What is RTK and what problem does it solve?

RTK stands for Rust Token Killer. It is an open-source CLI proxy at github.com/rtk-ai/rtk that filters command output before that output ever reaches your AI assistant's context window. When you run rtk pnpm install instead of pnpm install, the install completes normally on your machine but the AI sees a compact summary instead of 800 lines of dependency resolution noise. The result is 60-90% fewer tokens consumed per command on common dev operations.

How much money does RTK actually save on Claude API calls?

On a typical Claude Max subscription, engineers running 8 hours of intensive coding daily report token consumption dropping from roughly 12 million tokens per week to 2-3 million. For teams paying through the API rather than the subscription, that swing is the difference between $480 and $90 per engineer per week at current Sonnet 4.6 pricing. The savings compound on test-heavy and CI-debugging workflows, where raw output dominates the session.

Is RTK safe to use? Does it break commands?

RTK runs every command through your real shell with the real arguments. It only filters the output that comes back. If RTK does not have a dedicated filter for a command, it passes the output through unchanged. There is no risk of corrupted state or modified files. The only risk is missing nuance in filtered output, which RTK handles by preserving error lines, exit codes, and any line matching a known severity pattern.

Why not just use Claude prompt caching instead of filtering output?

Prompt caching reduces the cost of repeated context. RTK reduces the size of new context being added per turn. They are complementary, not competing. A senior engineer using both gets cache hits on the parts of the conversation that repeat plus a smaller payload on every fresh tool call. The combined effect is what makes Claude Max feasible for full-time agentic coding rather than a tool used in short bursts.

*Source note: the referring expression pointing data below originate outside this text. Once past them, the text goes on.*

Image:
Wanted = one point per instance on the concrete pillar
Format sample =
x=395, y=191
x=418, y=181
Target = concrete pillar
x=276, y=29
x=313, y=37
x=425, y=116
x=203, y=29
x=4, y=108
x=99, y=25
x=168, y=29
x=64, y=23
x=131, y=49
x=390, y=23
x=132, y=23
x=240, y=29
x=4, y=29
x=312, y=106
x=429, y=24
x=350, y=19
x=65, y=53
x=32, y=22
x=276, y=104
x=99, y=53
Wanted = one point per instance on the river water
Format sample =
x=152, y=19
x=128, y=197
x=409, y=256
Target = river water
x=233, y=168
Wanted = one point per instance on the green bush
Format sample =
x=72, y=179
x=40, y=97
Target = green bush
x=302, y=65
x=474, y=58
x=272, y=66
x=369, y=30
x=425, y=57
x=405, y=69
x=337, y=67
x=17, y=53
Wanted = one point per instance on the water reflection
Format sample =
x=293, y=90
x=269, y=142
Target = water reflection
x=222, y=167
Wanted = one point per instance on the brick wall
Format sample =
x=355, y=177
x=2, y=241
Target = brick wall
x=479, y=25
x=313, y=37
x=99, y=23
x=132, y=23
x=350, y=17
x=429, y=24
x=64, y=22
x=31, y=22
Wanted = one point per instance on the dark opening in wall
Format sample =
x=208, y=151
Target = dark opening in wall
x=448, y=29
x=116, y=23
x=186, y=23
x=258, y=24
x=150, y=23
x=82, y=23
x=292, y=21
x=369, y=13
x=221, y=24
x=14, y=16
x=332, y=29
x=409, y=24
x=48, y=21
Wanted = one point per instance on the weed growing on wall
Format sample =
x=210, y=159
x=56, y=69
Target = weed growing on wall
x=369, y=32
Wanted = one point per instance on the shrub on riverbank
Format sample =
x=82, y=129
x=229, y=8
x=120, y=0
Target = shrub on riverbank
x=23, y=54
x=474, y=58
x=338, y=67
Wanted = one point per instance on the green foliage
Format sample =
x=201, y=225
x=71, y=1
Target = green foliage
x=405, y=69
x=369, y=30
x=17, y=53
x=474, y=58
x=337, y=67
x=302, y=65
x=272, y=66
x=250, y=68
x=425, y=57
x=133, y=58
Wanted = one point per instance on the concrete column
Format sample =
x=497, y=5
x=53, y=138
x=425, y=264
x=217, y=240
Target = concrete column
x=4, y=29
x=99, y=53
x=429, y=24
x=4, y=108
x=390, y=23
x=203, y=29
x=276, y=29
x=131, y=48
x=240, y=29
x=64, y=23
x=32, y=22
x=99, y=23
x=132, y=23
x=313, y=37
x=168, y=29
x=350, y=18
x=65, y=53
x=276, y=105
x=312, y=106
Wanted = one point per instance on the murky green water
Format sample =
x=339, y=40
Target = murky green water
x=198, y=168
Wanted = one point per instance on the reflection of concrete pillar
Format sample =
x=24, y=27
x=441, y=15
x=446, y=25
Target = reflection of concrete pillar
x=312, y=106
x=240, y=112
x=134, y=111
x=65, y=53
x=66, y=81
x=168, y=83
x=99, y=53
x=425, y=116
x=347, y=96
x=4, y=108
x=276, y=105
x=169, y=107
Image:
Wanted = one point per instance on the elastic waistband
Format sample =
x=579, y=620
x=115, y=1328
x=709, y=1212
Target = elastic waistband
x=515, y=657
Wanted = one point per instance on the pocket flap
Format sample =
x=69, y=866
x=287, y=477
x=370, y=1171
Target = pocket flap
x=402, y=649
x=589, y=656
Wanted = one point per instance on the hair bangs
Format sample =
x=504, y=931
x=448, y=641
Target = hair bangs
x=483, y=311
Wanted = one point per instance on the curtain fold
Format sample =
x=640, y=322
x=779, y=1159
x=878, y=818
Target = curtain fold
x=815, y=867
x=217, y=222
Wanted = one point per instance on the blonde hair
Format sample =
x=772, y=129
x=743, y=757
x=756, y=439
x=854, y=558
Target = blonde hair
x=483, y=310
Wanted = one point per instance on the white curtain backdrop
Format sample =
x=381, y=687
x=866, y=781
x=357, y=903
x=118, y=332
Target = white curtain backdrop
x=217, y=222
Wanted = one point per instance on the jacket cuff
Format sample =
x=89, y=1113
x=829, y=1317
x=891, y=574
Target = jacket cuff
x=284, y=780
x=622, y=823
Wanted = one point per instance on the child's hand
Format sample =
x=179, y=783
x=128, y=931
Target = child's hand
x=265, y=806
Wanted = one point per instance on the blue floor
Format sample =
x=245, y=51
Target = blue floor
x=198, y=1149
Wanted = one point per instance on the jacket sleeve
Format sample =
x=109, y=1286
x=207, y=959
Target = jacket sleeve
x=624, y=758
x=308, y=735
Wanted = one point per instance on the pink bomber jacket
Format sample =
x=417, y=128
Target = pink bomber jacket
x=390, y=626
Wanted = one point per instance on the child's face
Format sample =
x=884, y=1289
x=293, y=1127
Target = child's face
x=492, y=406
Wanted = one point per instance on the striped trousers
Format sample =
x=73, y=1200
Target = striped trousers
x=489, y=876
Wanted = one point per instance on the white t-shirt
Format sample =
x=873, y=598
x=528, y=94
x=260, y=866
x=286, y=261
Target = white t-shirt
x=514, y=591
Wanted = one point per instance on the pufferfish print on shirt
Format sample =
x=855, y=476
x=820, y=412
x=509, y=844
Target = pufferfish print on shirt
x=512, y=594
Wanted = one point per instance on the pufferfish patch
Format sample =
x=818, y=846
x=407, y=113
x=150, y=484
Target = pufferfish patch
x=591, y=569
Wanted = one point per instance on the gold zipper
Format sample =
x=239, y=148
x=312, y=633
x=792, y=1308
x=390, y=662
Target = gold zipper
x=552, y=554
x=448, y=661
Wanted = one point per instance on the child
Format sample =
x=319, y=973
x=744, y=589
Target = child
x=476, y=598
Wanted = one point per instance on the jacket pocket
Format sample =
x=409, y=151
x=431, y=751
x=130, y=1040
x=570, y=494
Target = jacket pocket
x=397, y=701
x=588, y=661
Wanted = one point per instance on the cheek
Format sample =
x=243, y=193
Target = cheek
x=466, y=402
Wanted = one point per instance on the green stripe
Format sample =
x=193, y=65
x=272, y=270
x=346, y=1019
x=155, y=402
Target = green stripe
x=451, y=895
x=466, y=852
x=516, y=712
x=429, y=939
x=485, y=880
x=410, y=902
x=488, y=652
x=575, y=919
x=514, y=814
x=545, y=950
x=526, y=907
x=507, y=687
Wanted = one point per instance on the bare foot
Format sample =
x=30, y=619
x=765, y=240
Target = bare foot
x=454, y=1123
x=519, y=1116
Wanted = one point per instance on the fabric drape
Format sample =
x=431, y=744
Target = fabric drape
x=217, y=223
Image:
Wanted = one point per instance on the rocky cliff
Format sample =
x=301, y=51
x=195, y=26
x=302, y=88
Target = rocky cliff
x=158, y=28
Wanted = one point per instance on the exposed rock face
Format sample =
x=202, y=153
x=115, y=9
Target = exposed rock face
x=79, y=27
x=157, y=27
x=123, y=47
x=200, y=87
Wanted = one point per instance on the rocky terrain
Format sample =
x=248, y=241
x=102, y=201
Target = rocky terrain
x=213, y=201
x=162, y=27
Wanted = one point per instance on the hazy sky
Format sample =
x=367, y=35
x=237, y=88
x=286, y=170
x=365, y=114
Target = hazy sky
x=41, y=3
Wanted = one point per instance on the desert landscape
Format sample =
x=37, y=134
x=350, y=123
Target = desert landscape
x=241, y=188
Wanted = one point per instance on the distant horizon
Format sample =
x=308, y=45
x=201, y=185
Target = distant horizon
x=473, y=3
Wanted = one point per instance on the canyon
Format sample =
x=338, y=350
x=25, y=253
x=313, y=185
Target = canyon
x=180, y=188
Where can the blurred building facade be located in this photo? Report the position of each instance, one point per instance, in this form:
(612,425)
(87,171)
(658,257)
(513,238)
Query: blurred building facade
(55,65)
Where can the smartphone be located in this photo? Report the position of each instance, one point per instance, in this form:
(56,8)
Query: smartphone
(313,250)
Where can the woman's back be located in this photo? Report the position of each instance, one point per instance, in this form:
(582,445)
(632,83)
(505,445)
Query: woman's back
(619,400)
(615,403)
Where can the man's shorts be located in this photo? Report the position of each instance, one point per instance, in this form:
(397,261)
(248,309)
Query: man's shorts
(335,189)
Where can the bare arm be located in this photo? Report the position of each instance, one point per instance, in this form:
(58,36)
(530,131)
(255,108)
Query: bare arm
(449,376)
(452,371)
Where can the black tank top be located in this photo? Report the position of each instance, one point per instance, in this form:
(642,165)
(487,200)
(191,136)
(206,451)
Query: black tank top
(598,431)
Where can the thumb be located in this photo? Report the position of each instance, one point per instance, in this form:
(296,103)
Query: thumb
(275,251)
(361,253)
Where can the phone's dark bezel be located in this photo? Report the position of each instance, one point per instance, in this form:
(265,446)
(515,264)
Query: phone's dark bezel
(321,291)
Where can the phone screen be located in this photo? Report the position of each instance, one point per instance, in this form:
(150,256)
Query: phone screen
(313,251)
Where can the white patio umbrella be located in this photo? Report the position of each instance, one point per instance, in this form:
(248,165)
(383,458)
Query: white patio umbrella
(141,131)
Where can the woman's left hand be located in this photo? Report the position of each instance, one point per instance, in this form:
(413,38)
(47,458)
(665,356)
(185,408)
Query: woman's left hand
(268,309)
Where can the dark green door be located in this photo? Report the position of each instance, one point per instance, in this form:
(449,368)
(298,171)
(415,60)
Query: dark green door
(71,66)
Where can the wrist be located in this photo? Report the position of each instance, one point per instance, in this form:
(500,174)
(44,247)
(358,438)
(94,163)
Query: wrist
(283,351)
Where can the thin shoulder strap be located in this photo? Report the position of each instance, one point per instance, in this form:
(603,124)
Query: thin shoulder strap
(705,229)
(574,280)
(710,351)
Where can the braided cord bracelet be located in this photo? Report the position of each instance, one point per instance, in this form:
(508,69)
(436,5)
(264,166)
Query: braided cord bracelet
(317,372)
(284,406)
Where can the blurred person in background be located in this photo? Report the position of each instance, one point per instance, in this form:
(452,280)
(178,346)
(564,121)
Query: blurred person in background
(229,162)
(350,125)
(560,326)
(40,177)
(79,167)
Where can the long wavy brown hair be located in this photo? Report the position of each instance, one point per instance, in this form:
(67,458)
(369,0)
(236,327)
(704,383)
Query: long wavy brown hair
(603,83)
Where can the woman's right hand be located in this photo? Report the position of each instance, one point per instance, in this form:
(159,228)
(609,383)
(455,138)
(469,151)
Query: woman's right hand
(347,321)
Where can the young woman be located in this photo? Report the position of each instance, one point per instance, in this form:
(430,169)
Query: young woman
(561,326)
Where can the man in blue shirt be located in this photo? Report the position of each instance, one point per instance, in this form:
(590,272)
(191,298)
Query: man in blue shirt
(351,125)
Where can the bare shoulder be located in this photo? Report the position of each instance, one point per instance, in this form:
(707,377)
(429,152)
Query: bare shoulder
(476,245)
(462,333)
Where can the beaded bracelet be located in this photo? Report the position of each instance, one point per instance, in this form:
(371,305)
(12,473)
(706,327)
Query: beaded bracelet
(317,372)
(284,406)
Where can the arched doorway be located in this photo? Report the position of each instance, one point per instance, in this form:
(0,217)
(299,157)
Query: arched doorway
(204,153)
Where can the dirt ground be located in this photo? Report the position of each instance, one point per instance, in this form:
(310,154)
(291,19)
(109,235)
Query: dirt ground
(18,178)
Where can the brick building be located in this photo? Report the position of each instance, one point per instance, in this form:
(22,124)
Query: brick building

Does RTK only work with Claude or also with GPT and Gemini?

RTK is model-agnostic. It is a shell-level filter, so it operates upstream of any AI assistant that reads command output through a coding agent like Claude Code, Cursor, Cline, or a custom MCP setup. The token savings apply equally regardless of which model is on the other end. The only requirement is that your agent invokes commands through RTK rather than directly.

Where do most teams burn tokens that they do not realize?

Three places dominate. First, test runs that pass: agents typically dump full test output even when nothing failed. Second, install and build commands: pnpm install can return 800 lines of dependency tree on a single fresh checkout. Third, file listing and grep: an unfiltered grep across a monorepo can return tens of thousands of tokens before the agent has even formed a hypothesis. RTK targets all three with category-specific filters.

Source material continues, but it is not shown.